本文对古代壁画图像保护与智能修复技术的研究主要用于解决古代壁画的线描图生成、病害识别、缺损区域分割以及缺损修复等问题。现有相关图像处理和修复技术没有紧密结合古代壁画图像的特征及其相关文化艺术信息,难以解决上述问题,其不足主要表现在:首先,古代壁画中线描笔划具有特定的艺术风格,现有用于生成线描图的图像处理技术没有考虑上述风格;其次,在进行古代壁画病害的特征提取时,没有针对古代壁画病害图像存在的亮度和角度不一致以及含有噪声等特点进行专门设计;再次,能用于古代壁画缺损区域分割的图像分割技术还无法有效综合底层线索和高层语义知识,古代壁画缺损的类别信息等高层语义知识没有得到很好利用;最后,能用于古代壁画缺损虚拟修复的图像缺损信息修复技术存在错误传递或未考虑结构信息等问题。
为了解决以上问题,本文对古代壁画图像保护与智能修复技术进行了深入的研究。主要研究内容如下:
1.提出了一种壁画线描图生成技术。首先根据古代壁画中线描具有的特殊颜色和狭长形体结构,提出了一种综合颜色和形状特征的线描提取算法,自动提取出壁画中残留的线描笔划得到不完整的线描图;在此基础上,提出了一种基于笔划模型的线描图交互绘制方法,通过定义基于骨架的笔划模型来模拟艺术家总结出的线描笔划风格并作为笔划风格模板,在交互绘制时利用边缘跟踪和笔划风格类比学习算法辅助线描图的交互绘制。该方法同时采用了艺术家的专业知识和用户交互信息,能够实现任意古代壁画的线描图绘制。
2.提出了一种基于纹理特征和支持向量机的壁画病害识别技术。首先针对古代壁画病害图像存在亮度和角度不一致以及含有噪声等情况,提出了一种基于小波局部二值模式的旋转无关和灰度尺度无关纹理特征提取方法,通过对图像进行小波变换并抑制部分高频信息,克服了原有局部二值模式纹理特征提取方法存在的对噪声敏感性和尺度受内存大小限制等缺点;然后,针对古代壁画病害识别属于多类分类问题的情况,采用了一种新的基于树结构的多类支持向量机,通过利用核空间的类间距度量,克服了传统方法中直接在低维特征空间上计算各类间的间距而无法真实反映类间距的问题。最后,利用上述小波局部二值模式纹理特征提取方法和多类支持向量机实现了古代壁画病害的识别。
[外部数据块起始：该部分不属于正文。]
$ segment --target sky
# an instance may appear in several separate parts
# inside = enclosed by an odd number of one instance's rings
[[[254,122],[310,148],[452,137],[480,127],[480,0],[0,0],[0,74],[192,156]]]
3.提出了一种基于图割的壁画缺损区域同步检测与分割技术。通过把古代壁画缺损区域的检测和分割问题建模为条件随机场中的最大后验概率问题,进而转化为基于图割的能量函数最小化问题,并利用类别信息等高层语义知识和底层线索分别来定义似然能量函数和先验能量函数,有效地综合了自下往上和自上而下的分割算法思想,实现了古代壁画缺损区域的准确分割。
4.提出了基于离散优化的壁画图像缺损信息修复技术。为了克服现有图像缺损信息修复算法存在的错误传递或未考虑结构信息等不足并充分利用古代壁画图像中重复性图案比较多的特点,提出了两种基于离散优化的壁画图像缺损信息修复算法,其基本思想都是通过对图像缺损区域栅格化采样并建模,把缺损信息修复问题转化为定义在离散马尔科夫随机场的能量函数最小化问题,并设计了两种不同的能量函数,分别采用类EM和置信传播算法实现能量函数最小化的优化,从整体上考量缺损区域的修复状况,避免了传统贪婪修复算法存在的错误传递等问题;同时,通过在设计能量函数时综合利用纹理和结构信息来设置权值保证了周围已知像素比例大且结构信息强的缺损部分被优先修复。
The preservation of endangered ancient frescos is an urgent and complex task, however, the traditional methods are inefficient with a lack of ancient frescoes preservation personnel, which hinders the development of ancient frescoes preservation cause. As a result, the introduction of computer technology, especially image processing technology becomes very important, for the ancient fresco preservation assisted by image processing technology can not only reduces damages caused by human factor but also greatly improve efficiency.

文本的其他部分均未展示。